World’s largest and most structurally diverse library of natural peptides.
Phylogica’s proprietary Phylomer® libraries contain billions of distinct peptides that represent a rich source of biologically active drug leads for a broad range of intracellular and extracellular disease targets. The Phylomer libraries are based on expressed sequences of protein fragments that are encoded by the natural genes of evolutionary diverse microbes that often exist in extreme environments. Typically, these peptides, which are known as Phylomer peptides, are comprised of 15 to 50 amino acids.
The inherent diversity of the genetic sources of Phylomer peptides means that libraries contain multiple classes of subdomain and supersecondary structures across thousands of distinct structural families. Phylomer peptides show excellent specificity and are high affinity disruptors of protein-protein interactions and binders of protein targets.

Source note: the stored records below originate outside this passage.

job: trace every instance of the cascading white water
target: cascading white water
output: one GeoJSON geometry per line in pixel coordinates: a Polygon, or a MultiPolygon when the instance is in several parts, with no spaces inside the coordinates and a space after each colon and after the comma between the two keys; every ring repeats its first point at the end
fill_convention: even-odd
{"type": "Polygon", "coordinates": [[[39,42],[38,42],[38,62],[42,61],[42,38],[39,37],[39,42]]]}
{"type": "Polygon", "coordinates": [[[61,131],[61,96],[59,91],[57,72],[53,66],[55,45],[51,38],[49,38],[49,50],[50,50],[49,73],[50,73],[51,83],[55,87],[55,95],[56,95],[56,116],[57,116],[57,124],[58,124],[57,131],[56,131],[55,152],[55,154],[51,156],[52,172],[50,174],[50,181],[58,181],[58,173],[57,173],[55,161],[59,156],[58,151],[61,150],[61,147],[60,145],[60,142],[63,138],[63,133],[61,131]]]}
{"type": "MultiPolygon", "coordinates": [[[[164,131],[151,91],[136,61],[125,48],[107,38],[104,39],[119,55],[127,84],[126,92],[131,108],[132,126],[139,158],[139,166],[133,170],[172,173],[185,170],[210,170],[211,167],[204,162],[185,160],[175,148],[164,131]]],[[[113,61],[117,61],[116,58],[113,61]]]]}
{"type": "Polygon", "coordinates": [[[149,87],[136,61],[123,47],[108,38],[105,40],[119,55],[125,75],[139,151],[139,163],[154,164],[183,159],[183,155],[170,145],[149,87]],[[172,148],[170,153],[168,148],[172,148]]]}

Since Phylomer libraries have the most comprehensive collection of distinct protein-based structures available this gives them a key versatility advantage over other libraries such as classes of antibody alternatives. This feature of high structural diversity has resulted in Phylomer libraries successfully yielding high quality functional primary hits (pM- nM affinity), against multiple classes of intracellular and extracellular drug targets as well as in direct phenotypic screens.
Phylomer libraries are available for drug discovery screening in various phage display and yeast-two-hybrid formats as well as in mammalian expression vectors for phenotypic screening.
Phylomer libraries have a number of advantages against a range of alternate random peptide screening technologies for biologic discovery. These include:
- Highest functional hit rates for peptides – 100-fold better at disrupting protein interactions than comparable hit rates obtained using random peptide screening technologies.
- Higher stability – many Phylomer peptide structures are derived from natural protein subdomains that are rigid but not constrained by disulphide bonds, therefore they could potentially remain in a stably folded conformation for binding even inside cells. This contrasts to many short random peptides which are often unstructured or linear and sensitive to degradation. Some Phylomer peptides also have inherent thermal stability.
- Greater structural diversity and most comprehensive collection of distinct protein-based structures – enables billions of individual clones from thousands of structural families to be sampled. While Phylomer libraries are a similar size to random peptide or antibody Fab fragment libraries, unlike proteins which have a single scaffold eg antibody Fab scaffold, Phylomer libraries represent diversity within multiple classes of protein scaffolds.
- Bio-informatic advantages – Phylomers are derived from fully sequenced microbial genomes, which allow easy analysis of Phylomer peptide hits and rapid clustering into structurally related families to inform Structure Activity Relationships (SAR).
Natural source of Phylomer peptides
The Phylomer peptide sequences were sourced from an evolutionary diverse range of microbes (Bacteria and Archaea) genomes. These microbes were often collected from diverse and harsh environments, where their genomes were subject to intense natural selection to evolve the most stable protein structures that facilitated their survival.
Phylomer libraries can be accessed through contract drug discovery partnerships.